Я была очень осторожна, с тех пор как он сделал такое впервые. Тогда Лесоруб вырвал у меня еду прежде, чем я поднесла ее ко рту. Позднее он рассказал, что это был упакованный квадратик сливочного сыра, покрытого толстым слоем зеленой плесени. На этот раз Лис положил что-то теплое мне на руку и подтолкнул ее ко рту. Я услышала искаженный звук его громкого хихиканья, когда в смятении отшатнулась от его пениса. Его голос прошептал прямо в мое ухо-раковину:
— Ну что, не хочешь взять его в рот? Может, вместо этого мне облизать тебя?
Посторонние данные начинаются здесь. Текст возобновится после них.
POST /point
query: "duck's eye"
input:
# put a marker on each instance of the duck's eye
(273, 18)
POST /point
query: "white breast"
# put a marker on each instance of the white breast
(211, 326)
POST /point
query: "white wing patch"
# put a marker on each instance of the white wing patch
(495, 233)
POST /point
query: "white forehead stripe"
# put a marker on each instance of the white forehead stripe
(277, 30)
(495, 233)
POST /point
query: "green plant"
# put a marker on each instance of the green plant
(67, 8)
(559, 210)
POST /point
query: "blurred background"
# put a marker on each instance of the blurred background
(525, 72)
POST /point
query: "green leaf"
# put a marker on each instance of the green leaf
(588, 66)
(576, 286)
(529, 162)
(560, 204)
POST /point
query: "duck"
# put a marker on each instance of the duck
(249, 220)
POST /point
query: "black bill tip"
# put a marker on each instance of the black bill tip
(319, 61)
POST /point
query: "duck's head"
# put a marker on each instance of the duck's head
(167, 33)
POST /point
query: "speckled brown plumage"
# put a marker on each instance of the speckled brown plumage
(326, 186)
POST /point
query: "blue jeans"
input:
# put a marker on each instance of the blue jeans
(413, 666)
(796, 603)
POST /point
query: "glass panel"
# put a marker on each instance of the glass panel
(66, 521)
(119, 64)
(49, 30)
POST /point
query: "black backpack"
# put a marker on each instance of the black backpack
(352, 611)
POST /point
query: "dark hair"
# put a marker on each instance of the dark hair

Это был один из тех редких дней, когда Лесоруба не было, и я покрылась испариной от ужаса при мысли, что Лис и Мясник могут со мной сделать. Но я подумала: похоже, Лесоруб главный среди них, он отвечает за мое состояние перед боссом. Они не решатся надругаться надо мной даже в его отсутствие. Он не раз напоминал, что я должна быть благодарна ему за то, что со мной прилично обращаются, и я действительно испытывала благодарность. Я не смогла бы его узнать, даже голос — вряд ли.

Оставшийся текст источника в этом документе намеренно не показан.